Swinv2-Imagen: 用于生成文字到图像的等级式愿景转换器扩散模型 (Swinv2-Imagen: Hierarchical Vision Transformer Diffusion Models for Text-to-Image Generation)

Recently, diffusion models have been proven to perform remarkably well in text-to-image synthesis tasks in a number of studies, immediately presenting new study opportunities for image generation. Google's Imagen follows this research trend and outperforms DALLE2 as the best model for text-to-image generation. However, Imagen merely uses a T5 language model for text processing, which cannot ensure learning the semantic information of the text. Furthermore, the Efficient UNet leveraged by Imagen is not the best choice in image processing.

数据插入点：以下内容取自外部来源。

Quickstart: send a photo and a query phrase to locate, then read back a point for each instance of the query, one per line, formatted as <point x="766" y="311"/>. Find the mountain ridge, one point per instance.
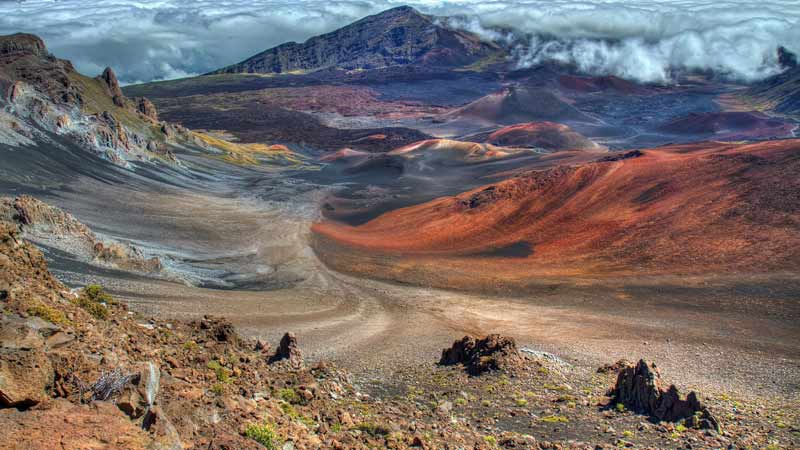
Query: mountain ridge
<point x="397" y="36"/>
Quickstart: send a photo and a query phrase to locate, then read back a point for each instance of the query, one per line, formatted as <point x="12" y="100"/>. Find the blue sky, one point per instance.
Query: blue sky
<point x="637" y="39"/>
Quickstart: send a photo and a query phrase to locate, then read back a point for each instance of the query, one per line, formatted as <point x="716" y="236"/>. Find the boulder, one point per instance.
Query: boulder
<point x="26" y="373"/>
<point x="67" y="425"/>
<point x="288" y="351"/>
<point x="147" y="108"/>
<point x="112" y="84"/>
<point x="615" y="368"/>
<point x="640" y="388"/>
<point x="494" y="352"/>
<point x="22" y="43"/>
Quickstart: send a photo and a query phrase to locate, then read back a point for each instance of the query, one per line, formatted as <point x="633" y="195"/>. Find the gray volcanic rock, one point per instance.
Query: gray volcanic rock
<point x="22" y="43"/>
<point x="494" y="352"/>
<point x="398" y="36"/>
<point x="641" y="390"/>
<point x="288" y="351"/>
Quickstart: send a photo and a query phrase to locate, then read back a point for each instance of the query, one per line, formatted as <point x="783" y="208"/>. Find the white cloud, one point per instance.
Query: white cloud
<point x="639" y="39"/>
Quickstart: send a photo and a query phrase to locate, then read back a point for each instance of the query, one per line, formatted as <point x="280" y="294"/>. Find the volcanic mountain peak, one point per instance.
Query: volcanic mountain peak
<point x="22" y="43"/>
<point x="398" y="36"/>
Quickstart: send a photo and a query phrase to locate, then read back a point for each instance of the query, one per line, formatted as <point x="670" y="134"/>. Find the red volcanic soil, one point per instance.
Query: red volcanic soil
<point x="730" y="125"/>
<point x="547" y="135"/>
<point x="708" y="208"/>
<point x="345" y="153"/>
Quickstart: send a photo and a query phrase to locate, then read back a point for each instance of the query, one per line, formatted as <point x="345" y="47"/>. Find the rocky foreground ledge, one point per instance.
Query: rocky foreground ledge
<point x="80" y="370"/>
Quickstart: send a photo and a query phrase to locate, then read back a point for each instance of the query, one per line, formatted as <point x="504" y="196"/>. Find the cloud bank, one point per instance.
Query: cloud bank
<point x="645" y="40"/>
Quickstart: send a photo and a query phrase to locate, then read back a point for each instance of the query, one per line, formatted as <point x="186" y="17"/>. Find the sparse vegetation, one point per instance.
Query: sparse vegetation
<point x="289" y="395"/>
<point x="264" y="434"/>
<point x="95" y="300"/>
<point x="48" y="313"/>
<point x="223" y="373"/>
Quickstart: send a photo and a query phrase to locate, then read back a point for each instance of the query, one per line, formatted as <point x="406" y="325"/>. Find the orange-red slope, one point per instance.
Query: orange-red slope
<point x="701" y="208"/>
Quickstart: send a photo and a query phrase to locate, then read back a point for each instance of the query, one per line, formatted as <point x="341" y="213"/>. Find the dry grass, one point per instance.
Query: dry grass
<point x="253" y="153"/>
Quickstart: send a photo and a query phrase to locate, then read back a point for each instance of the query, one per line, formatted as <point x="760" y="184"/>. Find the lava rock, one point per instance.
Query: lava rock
<point x="288" y="350"/>
<point x="641" y="390"/>
<point x="494" y="352"/>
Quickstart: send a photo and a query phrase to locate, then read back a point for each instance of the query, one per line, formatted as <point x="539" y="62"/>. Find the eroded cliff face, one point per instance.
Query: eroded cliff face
<point x="44" y="96"/>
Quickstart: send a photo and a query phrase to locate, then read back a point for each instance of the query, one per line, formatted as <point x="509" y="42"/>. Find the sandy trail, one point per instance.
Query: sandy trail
<point x="736" y="341"/>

To address these issues, we propose the Swinv2-Imagen, a novel text-to-image diffusion model based on a Hierarchical Visual Transformer and a Scene Graph incorporating a semantic layout. In the proposed model, the feature vectors of entities and relationships are extracted and involved in the diffusion model, effectively improving the quality of generated images. On top of that, we also introduce a Swin-Transformer-based UNet architecture, called Swinv2-Unet, which can address the problems stemming from the CNN convolution operations. Extensive experiments are conducted to evaluate the performance of the proposed model by using three real-world datasets, i.e., MSCOCO, CUB and MM-CelebA-HQ. The experimental results show that the proposed Swinv2-Imagen model outperforms several popular state-of-the-art methods.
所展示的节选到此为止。